Assistant Public Defender Robert Power reminded the Court that Hannigan had been suicidal when he was picked up in a park for an open container violation in November, 2009. He had stolen 31 pills from his mother (24.5 grams) and was planning to ingest them. His original intent was to commit suicide at his ex-girlfriend's home (she had recently ended the relationship), but she came home and kicked him out. Law enforcement had been called, and because he was on foot, he was quickly located at a nearby park with a bottle of partially consumed beer.
As one officer was putting him under arrest, a witness in the park notified another officer that the defendant had dropped something on the ground. The second officer retrieved a bag of pills.
A sensible person would think "that's only Possession - not Trafficking!" But the quantity of pills involved has been deemed by the Florida Legislature to assume that if you have that many pills on you without a prescription, you're a dealer.
Mr. Power tried unsuccessfully to argue mitigation. But there was a jury verdict and a minimum mandatory sentence that tied the judge's hands. Apparently, the legislators in Tallahassee have it all figured out. By removing any discretion from the judge's ability to sentence this defendant based on the circumstances of the case, Mr. Hannigan loses his freedom for the full 15 years (no gain time permitted) and the taxpayers will foot the bill.

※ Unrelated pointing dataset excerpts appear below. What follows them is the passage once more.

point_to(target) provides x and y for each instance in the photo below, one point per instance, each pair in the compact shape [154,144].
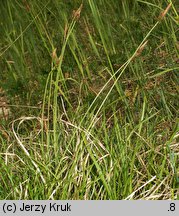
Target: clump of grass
[104,123]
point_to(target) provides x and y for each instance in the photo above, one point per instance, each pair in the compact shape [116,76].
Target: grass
[92,89]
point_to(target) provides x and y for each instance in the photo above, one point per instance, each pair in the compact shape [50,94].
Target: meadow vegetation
[89,99]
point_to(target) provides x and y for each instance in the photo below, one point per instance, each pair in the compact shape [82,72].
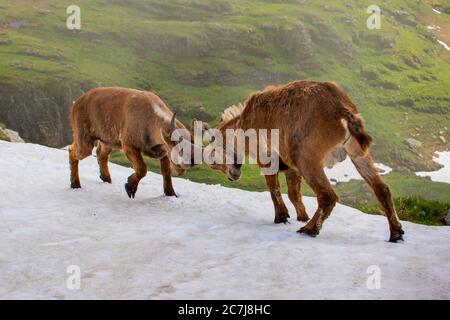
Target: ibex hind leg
[369,172]
[77,152]
[140,169]
[103,152]
[294,181]
[315,177]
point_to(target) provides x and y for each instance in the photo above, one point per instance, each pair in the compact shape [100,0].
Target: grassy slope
[186,51]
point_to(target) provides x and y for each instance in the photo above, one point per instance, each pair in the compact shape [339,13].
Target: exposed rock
[40,113]
[12,135]
[294,40]
[404,18]
[5,41]
[392,66]
[407,102]
[413,144]
[17,24]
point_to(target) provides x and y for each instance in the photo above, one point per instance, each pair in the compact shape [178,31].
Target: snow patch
[436,11]
[444,44]
[209,243]
[443,174]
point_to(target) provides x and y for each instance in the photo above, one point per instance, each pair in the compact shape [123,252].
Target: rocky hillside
[202,56]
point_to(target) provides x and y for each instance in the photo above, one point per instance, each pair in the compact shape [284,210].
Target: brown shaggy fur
[132,120]
[313,118]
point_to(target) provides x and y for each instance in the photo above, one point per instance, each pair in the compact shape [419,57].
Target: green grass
[418,210]
[202,56]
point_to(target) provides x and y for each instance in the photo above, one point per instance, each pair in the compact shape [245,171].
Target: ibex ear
[166,137]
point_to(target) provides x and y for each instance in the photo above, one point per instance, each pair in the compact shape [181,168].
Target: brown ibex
[313,118]
[138,122]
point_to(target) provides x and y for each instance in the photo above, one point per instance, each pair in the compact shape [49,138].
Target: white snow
[345,171]
[436,11]
[211,242]
[444,44]
[443,174]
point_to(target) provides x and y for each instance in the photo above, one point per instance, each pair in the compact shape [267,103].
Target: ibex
[313,118]
[138,122]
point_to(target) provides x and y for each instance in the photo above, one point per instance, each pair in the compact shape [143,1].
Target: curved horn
[173,123]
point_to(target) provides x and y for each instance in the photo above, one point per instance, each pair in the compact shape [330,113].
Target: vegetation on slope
[202,56]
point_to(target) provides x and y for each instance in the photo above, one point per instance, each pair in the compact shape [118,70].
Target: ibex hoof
[131,191]
[105,179]
[308,231]
[75,185]
[396,236]
[282,218]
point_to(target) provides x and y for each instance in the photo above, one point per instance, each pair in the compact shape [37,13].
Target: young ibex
[313,119]
[138,122]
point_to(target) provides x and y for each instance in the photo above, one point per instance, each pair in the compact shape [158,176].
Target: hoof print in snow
[282,218]
[105,179]
[308,232]
[303,219]
[75,185]
[396,236]
[131,191]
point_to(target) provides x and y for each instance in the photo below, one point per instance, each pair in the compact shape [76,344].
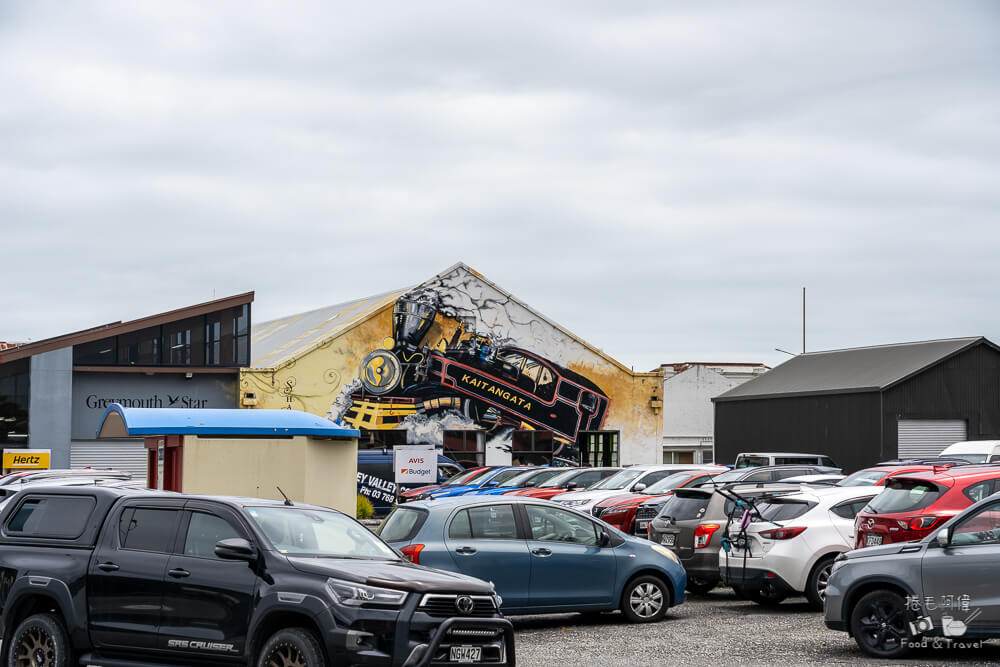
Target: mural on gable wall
[455,360]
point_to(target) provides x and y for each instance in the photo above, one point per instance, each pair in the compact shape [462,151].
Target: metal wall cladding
[860,429]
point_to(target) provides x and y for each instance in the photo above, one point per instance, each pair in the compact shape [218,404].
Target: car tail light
[782,533]
[412,552]
[923,522]
[703,534]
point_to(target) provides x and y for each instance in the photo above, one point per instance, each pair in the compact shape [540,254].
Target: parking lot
[716,629]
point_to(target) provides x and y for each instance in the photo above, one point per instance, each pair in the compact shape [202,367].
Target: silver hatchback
[893,598]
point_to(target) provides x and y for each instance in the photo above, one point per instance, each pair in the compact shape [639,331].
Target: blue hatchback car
[540,556]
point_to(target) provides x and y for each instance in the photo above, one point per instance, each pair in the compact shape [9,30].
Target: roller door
[125,455]
[924,438]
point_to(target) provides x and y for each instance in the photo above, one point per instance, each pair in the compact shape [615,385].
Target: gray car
[893,598]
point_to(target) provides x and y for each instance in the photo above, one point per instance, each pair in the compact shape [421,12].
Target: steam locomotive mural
[492,383]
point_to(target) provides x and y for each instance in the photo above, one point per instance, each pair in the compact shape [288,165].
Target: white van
[756,459]
[973,451]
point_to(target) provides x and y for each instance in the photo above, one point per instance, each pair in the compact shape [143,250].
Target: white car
[790,547]
[632,479]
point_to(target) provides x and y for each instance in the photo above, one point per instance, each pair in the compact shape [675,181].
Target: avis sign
[26,459]
[415,464]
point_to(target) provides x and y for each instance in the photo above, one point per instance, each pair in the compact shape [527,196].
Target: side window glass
[980,528]
[204,530]
[551,524]
[150,529]
[492,522]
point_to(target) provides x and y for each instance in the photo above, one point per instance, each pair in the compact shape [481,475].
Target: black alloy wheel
[291,647]
[879,624]
[40,641]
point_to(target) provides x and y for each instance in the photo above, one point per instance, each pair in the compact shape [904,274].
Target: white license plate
[466,654]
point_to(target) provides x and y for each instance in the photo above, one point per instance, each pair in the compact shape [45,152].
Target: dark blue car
[541,557]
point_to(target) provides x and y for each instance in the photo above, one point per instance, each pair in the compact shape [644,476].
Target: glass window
[140,348]
[402,524]
[62,518]
[551,524]
[204,531]
[147,529]
[490,522]
[983,527]
[904,496]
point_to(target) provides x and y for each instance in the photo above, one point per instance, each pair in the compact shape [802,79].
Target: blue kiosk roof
[121,422]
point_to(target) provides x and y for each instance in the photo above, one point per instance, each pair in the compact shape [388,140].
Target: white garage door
[125,455]
[923,438]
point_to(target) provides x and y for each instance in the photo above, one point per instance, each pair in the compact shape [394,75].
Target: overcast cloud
[662,178]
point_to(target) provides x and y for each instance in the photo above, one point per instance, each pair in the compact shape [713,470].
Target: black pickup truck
[112,577]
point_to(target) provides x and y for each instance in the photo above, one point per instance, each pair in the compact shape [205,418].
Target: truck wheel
[40,641]
[291,647]
[645,599]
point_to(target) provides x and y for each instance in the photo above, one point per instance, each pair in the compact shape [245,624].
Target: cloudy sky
[662,178]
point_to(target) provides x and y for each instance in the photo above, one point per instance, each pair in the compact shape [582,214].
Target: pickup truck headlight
[357,595]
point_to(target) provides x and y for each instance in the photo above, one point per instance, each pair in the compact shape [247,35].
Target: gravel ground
[716,629]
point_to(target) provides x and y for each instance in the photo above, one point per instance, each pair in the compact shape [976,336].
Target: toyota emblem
[464,605]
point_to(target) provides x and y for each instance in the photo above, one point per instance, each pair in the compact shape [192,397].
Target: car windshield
[300,531]
[619,480]
[863,478]
[560,479]
[903,496]
[668,483]
[730,476]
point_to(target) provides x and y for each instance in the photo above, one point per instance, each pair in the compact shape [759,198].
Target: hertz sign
[26,459]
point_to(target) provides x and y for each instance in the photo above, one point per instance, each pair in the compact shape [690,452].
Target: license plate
[466,654]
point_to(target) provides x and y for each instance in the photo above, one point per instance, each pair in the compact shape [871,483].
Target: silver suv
[893,598]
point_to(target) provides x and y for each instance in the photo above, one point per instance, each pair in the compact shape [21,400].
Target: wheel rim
[883,625]
[823,580]
[286,655]
[35,648]
[646,600]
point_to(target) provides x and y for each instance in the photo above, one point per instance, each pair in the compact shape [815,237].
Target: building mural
[455,352]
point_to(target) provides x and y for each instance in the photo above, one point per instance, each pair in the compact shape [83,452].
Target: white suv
[632,479]
[789,548]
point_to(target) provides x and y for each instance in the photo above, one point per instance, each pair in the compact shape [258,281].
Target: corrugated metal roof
[278,341]
[120,422]
[843,371]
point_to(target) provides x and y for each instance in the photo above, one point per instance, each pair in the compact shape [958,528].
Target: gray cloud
[662,179]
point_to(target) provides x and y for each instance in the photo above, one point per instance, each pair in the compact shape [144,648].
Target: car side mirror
[235,548]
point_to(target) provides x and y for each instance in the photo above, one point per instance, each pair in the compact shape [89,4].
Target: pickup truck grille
[447,606]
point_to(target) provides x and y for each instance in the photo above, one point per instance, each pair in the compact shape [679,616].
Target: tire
[40,641]
[816,584]
[767,595]
[879,624]
[291,647]
[645,599]
[701,585]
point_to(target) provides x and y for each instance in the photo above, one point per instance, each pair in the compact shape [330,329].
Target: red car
[619,511]
[463,477]
[914,504]
[572,479]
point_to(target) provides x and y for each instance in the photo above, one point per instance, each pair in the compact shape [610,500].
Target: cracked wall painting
[458,357]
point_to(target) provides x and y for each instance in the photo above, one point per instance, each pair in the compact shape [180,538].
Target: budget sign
[416,463]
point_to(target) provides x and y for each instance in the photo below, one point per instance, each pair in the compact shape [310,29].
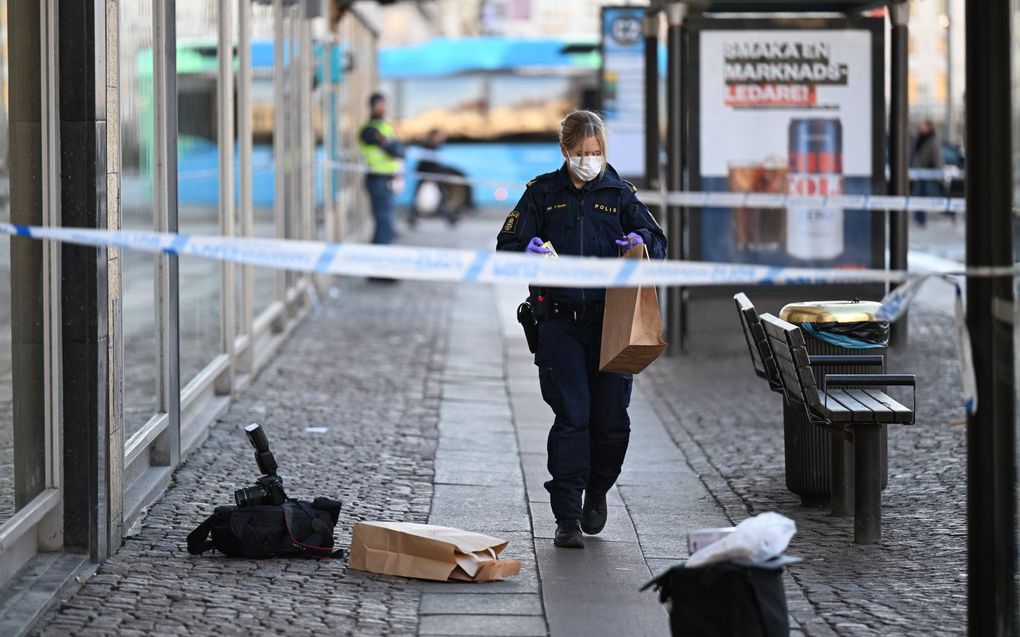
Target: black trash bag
[875,333]
[295,528]
[725,599]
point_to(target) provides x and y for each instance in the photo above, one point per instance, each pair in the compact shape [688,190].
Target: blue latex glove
[628,242]
[534,247]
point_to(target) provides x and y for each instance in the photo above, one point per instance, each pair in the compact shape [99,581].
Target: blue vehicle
[498,101]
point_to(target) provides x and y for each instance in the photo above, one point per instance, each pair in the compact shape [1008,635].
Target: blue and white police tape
[437,264]
[491,267]
[699,199]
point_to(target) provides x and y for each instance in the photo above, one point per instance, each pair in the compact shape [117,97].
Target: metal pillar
[328,138]
[164,63]
[991,561]
[674,165]
[652,139]
[247,216]
[224,124]
[306,122]
[899,153]
[278,136]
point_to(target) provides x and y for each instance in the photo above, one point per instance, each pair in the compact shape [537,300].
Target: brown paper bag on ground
[428,551]
[631,326]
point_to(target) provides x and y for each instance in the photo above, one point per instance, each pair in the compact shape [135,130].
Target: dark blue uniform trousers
[592,429]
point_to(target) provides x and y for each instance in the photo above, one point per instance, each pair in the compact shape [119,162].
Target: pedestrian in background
[583,209]
[927,154]
[381,153]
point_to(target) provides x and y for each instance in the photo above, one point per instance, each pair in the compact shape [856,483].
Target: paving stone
[491,603]
[494,625]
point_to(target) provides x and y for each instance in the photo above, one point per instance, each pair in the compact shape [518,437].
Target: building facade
[114,365]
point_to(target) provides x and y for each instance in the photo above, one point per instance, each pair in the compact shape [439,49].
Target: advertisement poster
[623,88]
[791,111]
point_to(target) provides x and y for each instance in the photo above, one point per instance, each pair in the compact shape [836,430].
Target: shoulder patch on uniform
[510,225]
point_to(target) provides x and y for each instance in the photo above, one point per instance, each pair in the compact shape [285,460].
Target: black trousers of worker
[592,429]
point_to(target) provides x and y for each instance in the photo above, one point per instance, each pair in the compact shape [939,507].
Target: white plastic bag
[758,539]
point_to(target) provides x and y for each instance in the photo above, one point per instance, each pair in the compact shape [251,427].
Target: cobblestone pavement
[373,394]
[729,426]
[375,364]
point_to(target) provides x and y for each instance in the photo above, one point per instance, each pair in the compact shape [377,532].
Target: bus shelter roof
[786,6]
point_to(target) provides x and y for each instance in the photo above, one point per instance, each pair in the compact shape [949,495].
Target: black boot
[568,535]
[594,513]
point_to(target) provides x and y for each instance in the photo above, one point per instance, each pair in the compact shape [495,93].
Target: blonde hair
[579,125]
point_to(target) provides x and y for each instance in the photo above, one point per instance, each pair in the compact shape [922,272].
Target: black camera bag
[724,599]
[294,528]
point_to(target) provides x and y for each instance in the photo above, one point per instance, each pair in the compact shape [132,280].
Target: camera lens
[251,496]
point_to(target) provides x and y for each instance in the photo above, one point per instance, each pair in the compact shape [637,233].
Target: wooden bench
[842,449]
[845,405]
[754,334]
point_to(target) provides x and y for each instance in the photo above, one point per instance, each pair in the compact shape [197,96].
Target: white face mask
[587,170]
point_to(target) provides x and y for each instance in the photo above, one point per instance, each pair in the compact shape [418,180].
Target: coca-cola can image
[815,232]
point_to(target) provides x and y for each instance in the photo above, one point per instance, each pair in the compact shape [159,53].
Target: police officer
[381,153]
[582,209]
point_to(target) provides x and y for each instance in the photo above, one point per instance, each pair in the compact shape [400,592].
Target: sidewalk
[432,413]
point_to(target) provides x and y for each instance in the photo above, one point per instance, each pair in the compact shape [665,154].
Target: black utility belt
[578,313]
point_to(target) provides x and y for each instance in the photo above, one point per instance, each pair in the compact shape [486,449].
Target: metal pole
[247,215]
[164,63]
[950,125]
[224,108]
[991,561]
[328,139]
[652,139]
[899,122]
[674,164]
[278,137]
[307,160]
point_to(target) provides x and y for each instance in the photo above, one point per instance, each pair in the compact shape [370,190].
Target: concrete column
[86,271]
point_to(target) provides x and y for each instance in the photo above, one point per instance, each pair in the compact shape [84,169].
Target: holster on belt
[525,316]
[534,309]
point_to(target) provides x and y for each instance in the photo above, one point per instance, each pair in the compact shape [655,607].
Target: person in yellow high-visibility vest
[381,153]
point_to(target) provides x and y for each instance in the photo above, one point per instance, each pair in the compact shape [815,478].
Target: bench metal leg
[843,477]
[867,484]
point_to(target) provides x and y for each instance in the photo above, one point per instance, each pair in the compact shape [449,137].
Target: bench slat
[789,376]
[859,412]
[901,412]
[834,410]
[882,413]
[802,373]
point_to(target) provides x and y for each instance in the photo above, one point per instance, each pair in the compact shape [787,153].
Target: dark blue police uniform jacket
[582,222]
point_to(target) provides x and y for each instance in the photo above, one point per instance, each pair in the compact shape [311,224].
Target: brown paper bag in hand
[428,551]
[631,326]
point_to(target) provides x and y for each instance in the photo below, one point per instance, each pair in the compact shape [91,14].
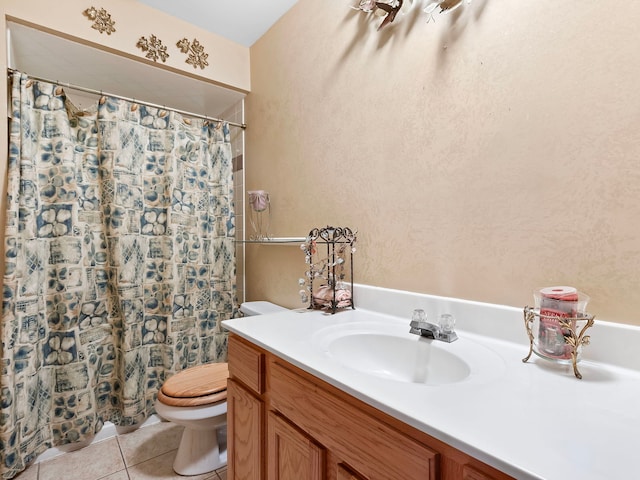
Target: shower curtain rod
[134,100]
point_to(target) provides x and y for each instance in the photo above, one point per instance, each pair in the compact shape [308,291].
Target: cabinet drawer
[374,449]
[246,364]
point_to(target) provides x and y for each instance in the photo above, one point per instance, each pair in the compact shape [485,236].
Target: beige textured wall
[483,155]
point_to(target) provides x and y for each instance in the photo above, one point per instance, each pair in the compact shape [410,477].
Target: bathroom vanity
[284,423]
[317,396]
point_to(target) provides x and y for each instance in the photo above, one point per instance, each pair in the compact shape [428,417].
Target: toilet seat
[196,386]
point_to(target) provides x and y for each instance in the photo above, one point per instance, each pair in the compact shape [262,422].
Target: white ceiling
[242,21]
[51,57]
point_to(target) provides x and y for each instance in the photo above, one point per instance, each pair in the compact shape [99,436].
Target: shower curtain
[119,263]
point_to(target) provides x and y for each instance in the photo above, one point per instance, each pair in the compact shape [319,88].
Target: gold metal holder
[573,329]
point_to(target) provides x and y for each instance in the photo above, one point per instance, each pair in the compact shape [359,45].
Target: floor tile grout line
[124,460]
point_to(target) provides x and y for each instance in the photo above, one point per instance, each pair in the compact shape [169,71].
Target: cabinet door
[345,473]
[292,454]
[245,420]
[470,473]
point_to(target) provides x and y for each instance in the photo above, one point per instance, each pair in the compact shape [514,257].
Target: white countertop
[530,420]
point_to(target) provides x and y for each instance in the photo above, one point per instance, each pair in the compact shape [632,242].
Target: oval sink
[385,351]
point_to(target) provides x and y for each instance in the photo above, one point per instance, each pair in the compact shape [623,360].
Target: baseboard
[109,430]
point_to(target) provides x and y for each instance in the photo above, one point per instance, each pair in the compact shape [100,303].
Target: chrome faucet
[442,331]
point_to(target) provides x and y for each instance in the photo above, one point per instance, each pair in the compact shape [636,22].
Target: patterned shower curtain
[119,263]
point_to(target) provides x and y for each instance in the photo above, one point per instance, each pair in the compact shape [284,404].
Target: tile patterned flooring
[145,453]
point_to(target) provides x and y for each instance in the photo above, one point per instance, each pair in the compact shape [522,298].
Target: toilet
[196,398]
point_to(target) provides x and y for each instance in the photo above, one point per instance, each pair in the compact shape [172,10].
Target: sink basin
[390,352]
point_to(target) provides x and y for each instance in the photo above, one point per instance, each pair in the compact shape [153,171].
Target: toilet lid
[196,385]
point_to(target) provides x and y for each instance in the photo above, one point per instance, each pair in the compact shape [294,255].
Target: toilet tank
[249,309]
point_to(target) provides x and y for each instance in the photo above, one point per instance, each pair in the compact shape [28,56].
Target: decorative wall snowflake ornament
[101,20]
[197,57]
[154,48]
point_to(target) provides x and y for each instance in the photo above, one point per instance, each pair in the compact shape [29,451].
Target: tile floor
[146,453]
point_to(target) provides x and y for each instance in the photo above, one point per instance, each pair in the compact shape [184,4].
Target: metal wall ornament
[197,57]
[154,48]
[101,20]
[389,9]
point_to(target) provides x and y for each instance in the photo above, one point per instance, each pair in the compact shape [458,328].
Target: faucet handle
[447,322]
[418,321]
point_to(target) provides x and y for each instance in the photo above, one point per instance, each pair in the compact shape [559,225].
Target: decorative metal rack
[339,242]
[573,330]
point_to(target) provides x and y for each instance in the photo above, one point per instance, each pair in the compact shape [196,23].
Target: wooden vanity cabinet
[285,424]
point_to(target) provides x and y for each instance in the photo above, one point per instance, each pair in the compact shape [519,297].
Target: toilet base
[201,451]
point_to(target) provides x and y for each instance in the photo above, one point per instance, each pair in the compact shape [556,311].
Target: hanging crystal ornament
[260,214]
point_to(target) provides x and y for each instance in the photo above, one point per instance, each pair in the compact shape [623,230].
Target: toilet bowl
[196,398]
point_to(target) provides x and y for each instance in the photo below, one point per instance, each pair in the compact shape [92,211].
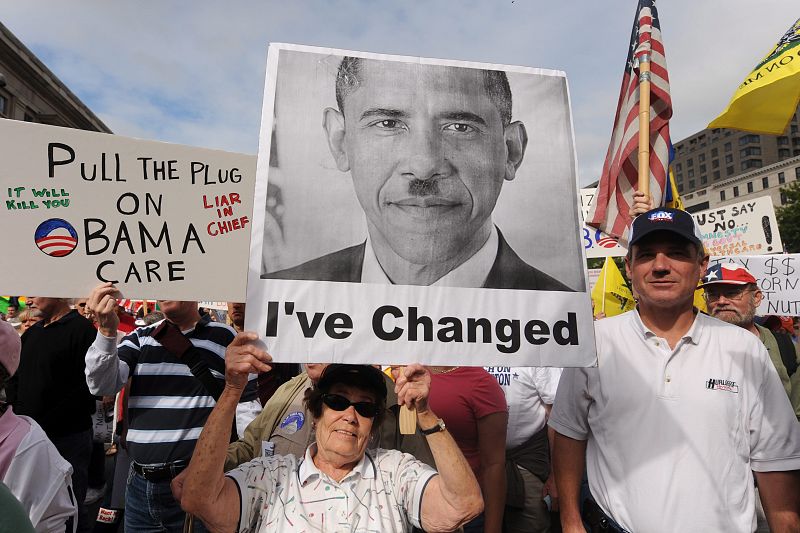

I would say it's a lose-lose situation all the way around.
Florida Statute 893.135(1)(C) states:
Any person who knowingly sells, purchases, manufactures, delivers, or brings into this state, or who is knowingly in actual or constructive possession of, 4 grams or more of any morphine, opium, oxycodone, hydrocodone, hydromorphone, or any salt, derivative, isomer, or salt of an isomer thereof, including heroin, as described in s. 893.03(1)(b), (2)(a), (3)(c)3., or (3)(c)4., or 4 grams or more of any mixture containing any such substance, but less than 30 kilograms of such substance or mixture, commits a felony of the first degree, which felony shall be known as "trafficking in illegal drugs," punishable as provided in s. 775.082, s. 775.083, or s. 775.084. If the quantity involved:
a. Is 4 grams or more, but less than 14 grams, such person shall be sentenced to a mandatory minimum term of imprisonment of 3 years, and the defendant shall be ordered to pay a fine of $50,000.
b. Is 14 grams or more, but less than 28 grams, such person shall be sentenced to a mandatory minimum term of imprisonment of 15 years, and the defendant shall be ordered to pay a fine of $100,000.
c. Is 28 grams or more, but less than 30 kilograms, such person shall be sentenced to a mandatory minimum term of imprisonment of 25 calendar years and pay a fine of $500,000.
There's got to be a better way to handle cases of this nature. A judge's hands should not be tied by Tallahassee when mental health issues are involved. Send this blog to your senator and representative in the legislature and ask them to re-visit this part of the Statute.
Finally, CourtWatch wonders what compelled the State to go for the jugular on this case.
At the conclusion of today's hearing, the defendant stated "all I wanted was treatment - this won't help me at all." Judge Shea showed obvious concern for the defendant and was clearly frustrated with what the law required him to do.
A Notice of Appeal was filed on his client's behalf by Mr. Power. But unless the law changes, it looks like Mr. Hannigan is stuck with the full 15 years.
PS: Mr. Hannigan's sentencing scoresheet totaled 91.6 points, 74 of which belong to this offense. Were it not for the minimum mandatory sentence, he would have scored 47.7 months (with eligibility for gain time). Previous convictions were primarily theft related. Defendant has no convictions for crimes of violence.
PPS: It would seem to CourtWatch that the legislature never took into account that someone with mental health issues might use a large quantity of drugs to commit suicide. Dr. Jeffrey Danziger was prepared to testify that the defendant suffered from clinical depression, but because there was no opportunity (by law) to hear mitigating factors, Judge Shea did not hear his report.